L’article L.162-22 du code de la sécurité sociale dans sa version applicable dispose :
Les établissements de santé autorisés en application de l’article L.6122-1 du code de la santé publique sont financés :
1° Pour les activités de médecine, de chirurgie, de gynécologie-obstétrique et d'odontologie, conformément à l'article L.162-22-6 du présent code ;
2° Pour les activités de psychiatrie, conformément à l'article L.162-22-19 ;
3° Pour les activités réalisées dans les unités ou centres de soins de longue durée mentionnés à l'article L.174-5, conformément à l'article L.174-1;
4° Pour les activités de soins de suite et de réadaptation, conformément à l'article L.162-23-1.
Or les EHPAD constituent des établissement d’hébergements adaptés qui n’ont pas vocation à délivrer des soins et non des établissements de santé.
Dès lors les frais de transport exposés par Monsieur [T] entre l’EHPAD qui constituait sa résidence et l’EHPAD où il a été admis pour se rapprocher de sa famille à la demande de son médecin en raison de la dégradation de son état de santé ne peuvent entrer dans le cadre des dispositions de l’article R.322-10 du Code de la sécurité sociale.
D’autre part il ne résulte pas de l’article 80 de la loi de financement de la sécurité sociale pour 2017 invoqué par Madame [T] que les frais de transfert inter EHPAD soient à la seule charge de l’assurance maladie comme elle le soutient.
En effet, il y est rappelé que tout transport d‘un patient déjà hospitalisé n’est plus facturable à l’assurance-maladie mais pris en charge par l’etablissement prescripteur, ce principe général comportant des exceptions dont les transports depuis ou vers un EHPAD sauf exceptions renvoyant au paragraphe 1.2.2 soit les transferts entre deux structures relevant d’une même entité géographique et les transferts pour une permission de sortie.
Il ne peut cependant être déduit de ces dispositions qu’à l’inverse les frais de transfert inter-EHPAD relèveraient de la seule assurance-maladie.
Par ailleurs il ne peut être tiré argument de ce que les frais de transport en cause ne figurent pas dans l’article R.162-27 du Code de la Sécurité sociale dès lors que cet article concerne les catégories de prestations pour exigences particulières du patient, sans fondement médical, donnant lieu à facturation dans les établissements de santé, ce qui n’est pas le cas des EHPAD.
Dans ces conditions les frais de transport exposés par Monsieur [T] ne peuvent être pris en charge par la CPAM.
Les demandes de Madame [U] [T] épouse [I] seront par conséquent rejetées.

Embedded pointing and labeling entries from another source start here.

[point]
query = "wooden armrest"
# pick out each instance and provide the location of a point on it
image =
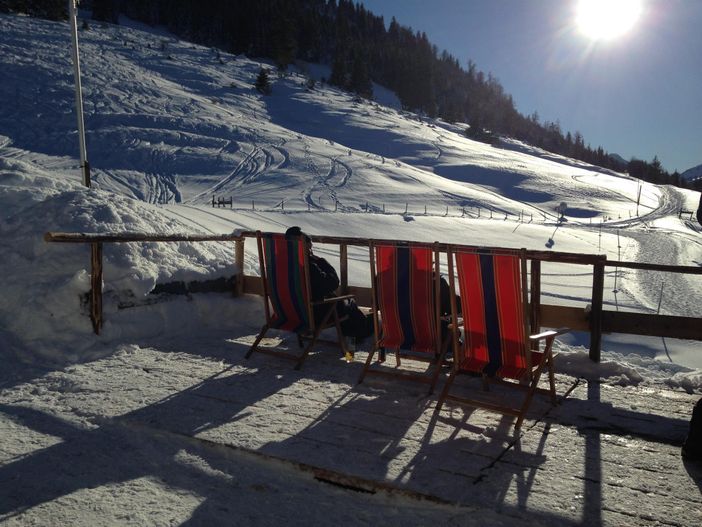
(551, 333)
(332, 299)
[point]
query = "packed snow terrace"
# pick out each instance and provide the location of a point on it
(587, 315)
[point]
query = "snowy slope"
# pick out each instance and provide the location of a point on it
(170, 124)
(692, 174)
(160, 421)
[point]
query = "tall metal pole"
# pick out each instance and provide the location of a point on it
(85, 167)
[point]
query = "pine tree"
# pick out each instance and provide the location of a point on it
(262, 84)
(360, 81)
(338, 74)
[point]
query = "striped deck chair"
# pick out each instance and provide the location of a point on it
(287, 297)
(405, 280)
(496, 343)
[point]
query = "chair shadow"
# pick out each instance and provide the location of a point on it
(84, 457)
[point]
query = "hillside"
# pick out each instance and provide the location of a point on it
(160, 420)
(171, 124)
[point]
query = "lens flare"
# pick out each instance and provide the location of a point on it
(607, 19)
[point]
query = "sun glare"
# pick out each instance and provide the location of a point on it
(607, 19)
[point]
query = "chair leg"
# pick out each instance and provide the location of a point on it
(314, 338)
(532, 389)
(552, 380)
(445, 391)
(257, 341)
(368, 363)
(438, 364)
(348, 355)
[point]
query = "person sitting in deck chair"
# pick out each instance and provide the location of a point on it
(324, 282)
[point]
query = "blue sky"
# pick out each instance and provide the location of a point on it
(638, 95)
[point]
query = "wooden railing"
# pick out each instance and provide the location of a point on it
(591, 317)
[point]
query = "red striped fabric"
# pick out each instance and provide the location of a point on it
(284, 260)
(493, 314)
(405, 298)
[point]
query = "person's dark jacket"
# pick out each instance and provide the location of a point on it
(323, 278)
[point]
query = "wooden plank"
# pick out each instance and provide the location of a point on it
(596, 312)
(96, 286)
(239, 261)
(344, 268)
(559, 316)
(123, 237)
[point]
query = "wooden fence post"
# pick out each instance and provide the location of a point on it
(535, 313)
(596, 312)
(239, 261)
(344, 268)
(96, 286)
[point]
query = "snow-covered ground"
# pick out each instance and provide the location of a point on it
(169, 125)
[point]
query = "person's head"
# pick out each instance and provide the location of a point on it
(296, 232)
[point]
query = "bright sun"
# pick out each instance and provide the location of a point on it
(607, 19)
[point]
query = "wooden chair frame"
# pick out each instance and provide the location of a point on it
(436, 359)
(529, 381)
(312, 331)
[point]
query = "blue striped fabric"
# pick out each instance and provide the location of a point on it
(492, 318)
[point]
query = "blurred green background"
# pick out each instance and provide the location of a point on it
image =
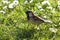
(14, 24)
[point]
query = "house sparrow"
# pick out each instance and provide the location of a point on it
(35, 19)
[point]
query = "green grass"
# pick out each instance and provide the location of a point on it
(14, 24)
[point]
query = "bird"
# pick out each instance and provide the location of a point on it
(35, 19)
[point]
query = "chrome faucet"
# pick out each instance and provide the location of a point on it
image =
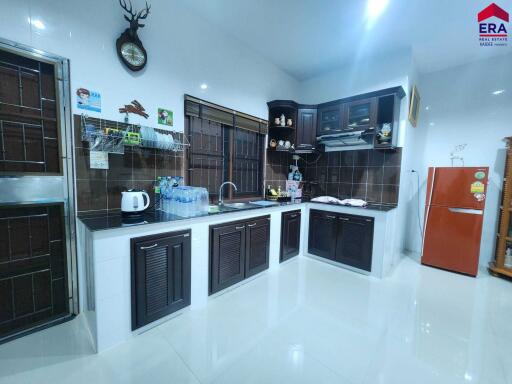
(221, 202)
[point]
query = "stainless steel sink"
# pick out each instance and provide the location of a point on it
(238, 205)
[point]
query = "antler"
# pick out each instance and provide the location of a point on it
(122, 3)
(143, 13)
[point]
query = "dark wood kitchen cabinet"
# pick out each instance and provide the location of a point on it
(257, 246)
(160, 276)
(329, 119)
(360, 115)
(322, 233)
(238, 250)
(347, 239)
(354, 241)
(290, 235)
(306, 127)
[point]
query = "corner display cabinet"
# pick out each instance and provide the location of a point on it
(502, 264)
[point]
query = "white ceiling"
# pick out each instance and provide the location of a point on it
(308, 37)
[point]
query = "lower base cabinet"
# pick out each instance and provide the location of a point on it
(347, 239)
(290, 235)
(160, 276)
(238, 250)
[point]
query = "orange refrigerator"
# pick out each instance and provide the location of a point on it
(454, 212)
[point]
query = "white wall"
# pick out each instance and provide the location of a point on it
(359, 77)
(184, 51)
(463, 110)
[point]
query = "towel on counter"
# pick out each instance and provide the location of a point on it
(354, 202)
(333, 200)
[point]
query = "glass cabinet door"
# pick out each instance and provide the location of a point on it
(330, 120)
(360, 114)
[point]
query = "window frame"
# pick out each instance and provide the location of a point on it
(229, 143)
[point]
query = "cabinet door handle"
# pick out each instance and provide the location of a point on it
(150, 247)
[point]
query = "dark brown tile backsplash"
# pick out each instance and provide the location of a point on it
(137, 168)
(371, 175)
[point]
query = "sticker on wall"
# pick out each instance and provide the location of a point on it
(480, 175)
(98, 160)
(88, 100)
(477, 187)
(165, 116)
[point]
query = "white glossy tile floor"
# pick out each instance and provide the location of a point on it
(307, 322)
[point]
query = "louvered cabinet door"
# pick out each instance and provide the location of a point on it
(160, 276)
(227, 255)
(290, 235)
(257, 246)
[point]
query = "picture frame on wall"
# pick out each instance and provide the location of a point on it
(414, 107)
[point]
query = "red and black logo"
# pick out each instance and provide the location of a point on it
(492, 26)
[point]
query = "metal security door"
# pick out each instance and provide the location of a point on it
(37, 246)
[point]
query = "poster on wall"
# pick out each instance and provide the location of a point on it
(165, 117)
(88, 100)
(98, 160)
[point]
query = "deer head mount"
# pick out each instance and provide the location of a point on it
(129, 47)
(134, 17)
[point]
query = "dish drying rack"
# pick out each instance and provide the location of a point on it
(113, 136)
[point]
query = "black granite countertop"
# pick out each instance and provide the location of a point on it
(115, 219)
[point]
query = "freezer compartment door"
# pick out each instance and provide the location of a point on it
(452, 239)
(464, 187)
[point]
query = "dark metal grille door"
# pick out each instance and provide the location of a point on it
(248, 162)
(36, 192)
(206, 154)
(32, 266)
(28, 116)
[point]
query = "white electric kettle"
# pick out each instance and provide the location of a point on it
(132, 201)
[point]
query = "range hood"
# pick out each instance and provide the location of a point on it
(347, 141)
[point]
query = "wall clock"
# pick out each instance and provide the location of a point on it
(129, 47)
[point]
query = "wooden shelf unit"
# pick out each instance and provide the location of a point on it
(497, 267)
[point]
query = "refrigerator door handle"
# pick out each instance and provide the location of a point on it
(467, 211)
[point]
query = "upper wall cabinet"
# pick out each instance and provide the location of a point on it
(373, 116)
(306, 129)
(330, 119)
(360, 115)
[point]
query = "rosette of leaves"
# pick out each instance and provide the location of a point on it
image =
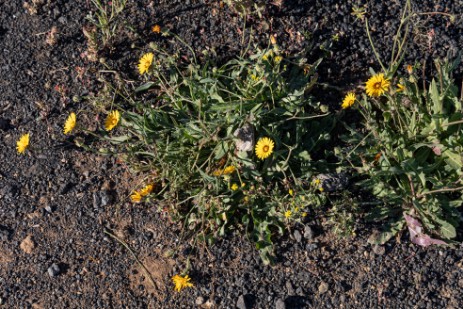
(191, 123)
(409, 153)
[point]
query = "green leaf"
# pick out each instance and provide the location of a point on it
(453, 159)
(434, 92)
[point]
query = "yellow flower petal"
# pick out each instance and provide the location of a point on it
(264, 148)
(22, 143)
(145, 63)
(181, 282)
(348, 101)
(112, 120)
(377, 85)
(70, 123)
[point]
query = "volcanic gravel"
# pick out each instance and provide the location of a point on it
(61, 208)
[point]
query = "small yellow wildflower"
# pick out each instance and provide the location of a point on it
(409, 69)
(348, 101)
(147, 190)
(112, 120)
(22, 143)
(145, 63)
(181, 282)
(264, 148)
(273, 40)
(288, 214)
(156, 29)
(377, 85)
(70, 123)
(135, 197)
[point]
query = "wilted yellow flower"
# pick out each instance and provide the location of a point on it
(112, 120)
(288, 214)
(264, 148)
(135, 197)
(181, 282)
(377, 85)
(70, 123)
(22, 143)
(147, 190)
(156, 29)
(348, 101)
(145, 63)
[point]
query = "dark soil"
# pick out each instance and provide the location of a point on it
(57, 201)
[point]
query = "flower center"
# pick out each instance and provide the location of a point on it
(377, 85)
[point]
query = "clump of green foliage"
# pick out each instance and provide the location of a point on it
(408, 152)
(196, 127)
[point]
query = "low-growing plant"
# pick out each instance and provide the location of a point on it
(104, 25)
(409, 150)
(230, 146)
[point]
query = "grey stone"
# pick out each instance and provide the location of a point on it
(54, 270)
(241, 303)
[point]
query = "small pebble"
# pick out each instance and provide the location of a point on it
(323, 287)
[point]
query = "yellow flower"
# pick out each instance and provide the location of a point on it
(226, 171)
(287, 214)
(181, 282)
(264, 148)
(135, 197)
(377, 85)
(147, 190)
(349, 100)
(267, 54)
(112, 120)
(156, 29)
(145, 63)
(70, 123)
(22, 143)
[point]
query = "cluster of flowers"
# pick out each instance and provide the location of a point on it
(376, 86)
(111, 122)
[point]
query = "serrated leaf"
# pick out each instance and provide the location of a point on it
(453, 159)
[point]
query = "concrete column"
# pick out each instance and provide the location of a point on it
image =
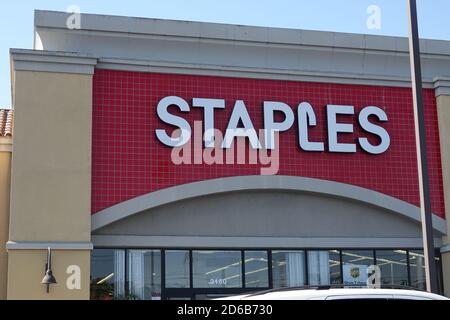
(442, 89)
(5, 179)
(51, 175)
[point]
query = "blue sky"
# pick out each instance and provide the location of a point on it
(16, 18)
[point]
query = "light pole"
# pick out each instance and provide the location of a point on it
(422, 164)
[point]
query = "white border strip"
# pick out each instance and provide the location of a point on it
(31, 245)
(241, 183)
(119, 241)
(445, 248)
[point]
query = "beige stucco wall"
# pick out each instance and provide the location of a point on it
(443, 106)
(5, 167)
(30, 265)
(50, 179)
(51, 163)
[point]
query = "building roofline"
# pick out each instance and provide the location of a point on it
(230, 32)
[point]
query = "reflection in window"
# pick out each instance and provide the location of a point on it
(288, 269)
(217, 269)
(144, 274)
(107, 274)
(256, 269)
(417, 269)
(355, 268)
(394, 267)
(177, 269)
(324, 267)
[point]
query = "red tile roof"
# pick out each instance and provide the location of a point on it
(6, 122)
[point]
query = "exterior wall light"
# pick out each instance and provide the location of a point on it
(48, 278)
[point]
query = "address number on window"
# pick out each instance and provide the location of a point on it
(216, 282)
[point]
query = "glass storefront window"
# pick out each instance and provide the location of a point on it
(144, 274)
(324, 267)
(288, 268)
(394, 266)
(177, 269)
(355, 266)
(256, 269)
(417, 269)
(107, 274)
(217, 269)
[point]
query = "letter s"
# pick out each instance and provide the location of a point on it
(373, 128)
(176, 121)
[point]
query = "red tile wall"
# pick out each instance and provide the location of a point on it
(129, 161)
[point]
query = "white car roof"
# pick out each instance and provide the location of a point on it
(339, 293)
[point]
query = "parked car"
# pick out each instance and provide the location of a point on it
(328, 293)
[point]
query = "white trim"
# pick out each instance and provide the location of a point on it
(255, 73)
(445, 249)
(137, 27)
(32, 245)
(46, 61)
(229, 184)
(118, 241)
(5, 144)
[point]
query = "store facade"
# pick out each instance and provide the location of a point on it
(180, 160)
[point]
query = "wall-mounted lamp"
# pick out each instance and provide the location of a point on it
(48, 278)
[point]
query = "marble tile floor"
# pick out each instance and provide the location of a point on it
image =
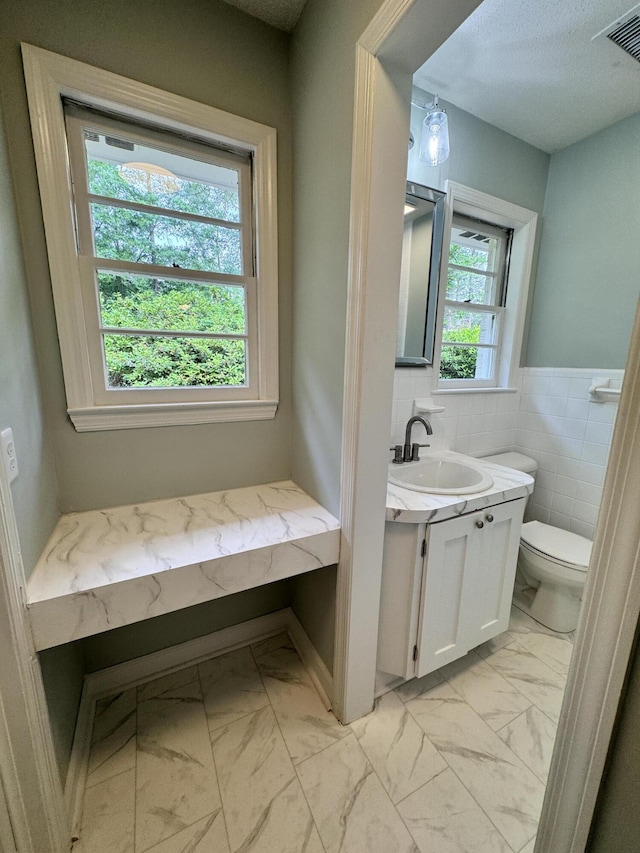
(239, 755)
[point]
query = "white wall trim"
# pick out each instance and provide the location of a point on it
(605, 635)
(30, 771)
(132, 673)
(612, 596)
(468, 201)
(378, 180)
(49, 77)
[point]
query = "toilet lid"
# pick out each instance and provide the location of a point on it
(560, 545)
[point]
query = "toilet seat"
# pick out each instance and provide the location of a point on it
(557, 545)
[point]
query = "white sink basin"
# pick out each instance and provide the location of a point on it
(440, 476)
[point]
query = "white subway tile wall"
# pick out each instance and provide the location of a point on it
(569, 436)
(550, 418)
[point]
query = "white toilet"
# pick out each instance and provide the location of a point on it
(552, 564)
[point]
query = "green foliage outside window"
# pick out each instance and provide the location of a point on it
(459, 362)
(139, 302)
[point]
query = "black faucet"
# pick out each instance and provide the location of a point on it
(410, 451)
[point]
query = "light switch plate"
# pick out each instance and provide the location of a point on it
(9, 457)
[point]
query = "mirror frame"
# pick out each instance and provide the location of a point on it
(423, 193)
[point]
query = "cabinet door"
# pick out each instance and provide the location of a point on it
(400, 597)
(442, 632)
(491, 571)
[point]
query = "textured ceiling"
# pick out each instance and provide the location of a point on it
(531, 69)
(282, 14)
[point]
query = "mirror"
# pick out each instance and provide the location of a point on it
(419, 273)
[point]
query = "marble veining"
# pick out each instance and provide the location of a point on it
(351, 809)
(306, 725)
(425, 760)
(414, 507)
(176, 782)
(402, 755)
(107, 568)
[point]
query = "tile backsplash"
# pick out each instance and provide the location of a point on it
(550, 418)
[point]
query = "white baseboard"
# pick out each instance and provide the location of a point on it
(123, 676)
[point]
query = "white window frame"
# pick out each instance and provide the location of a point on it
(466, 201)
(50, 78)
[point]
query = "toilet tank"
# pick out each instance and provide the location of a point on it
(518, 461)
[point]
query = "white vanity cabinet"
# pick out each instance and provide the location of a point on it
(446, 587)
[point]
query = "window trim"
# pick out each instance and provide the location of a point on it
(466, 201)
(50, 77)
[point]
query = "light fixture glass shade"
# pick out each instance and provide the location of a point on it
(434, 140)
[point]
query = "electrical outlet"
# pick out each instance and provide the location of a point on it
(9, 457)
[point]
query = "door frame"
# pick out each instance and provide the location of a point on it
(399, 39)
(31, 780)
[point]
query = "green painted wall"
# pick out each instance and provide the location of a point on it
(213, 53)
(588, 278)
(35, 493)
(143, 638)
(482, 157)
(323, 51)
(616, 821)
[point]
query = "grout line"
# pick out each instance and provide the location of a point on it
(462, 783)
(213, 757)
(294, 767)
(135, 780)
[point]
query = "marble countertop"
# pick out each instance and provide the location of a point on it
(412, 507)
(107, 568)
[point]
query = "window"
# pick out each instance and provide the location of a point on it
(162, 247)
(484, 281)
(474, 302)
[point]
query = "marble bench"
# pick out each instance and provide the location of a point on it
(107, 568)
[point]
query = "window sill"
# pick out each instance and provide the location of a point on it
(95, 418)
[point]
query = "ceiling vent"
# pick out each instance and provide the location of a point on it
(625, 32)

Madame [U] [T] épouse [I] succombant dans le cadre de la présente instance, en supportera les dépens, conformément aux dispositions de l'article 696 du Code de procédure civile.
PAR CES MOTIFS
Le tribunal, statuant sans débats, contradictoirement par jugement insusceptible d'appel rendu par mise à disposition au greffe :
REJETTE les demandes de Madame [U] [T] épouse [I] ;
CONDAMNE Madame [U] [T] épouse [I] aux dépens ;
RAPPELLE que conformément aux articles 34, 612 du code de procédure civile, R.211-3 du code de l'organisation judiciaire et R.142-15 du code de la sécurité sociale, les parties disposent pour FORMER LEUR POURVOI EN CASSATION d’un délai de DEUX MOIS, à compter de la notification de la présente décision ;
AINSI JUGÉ ET PRONONCÉ par mise à disposition du jugement au greffe du tribunal le 21 juin 2024, les parties en ayant été préalablement avisées dans les conditions prévues au deuxième alinéa de l’article 450 du code de procédure civile, la minute étant signée par Dominique RICHARD, présidente, et par Sylvain BOUVARD, greffier.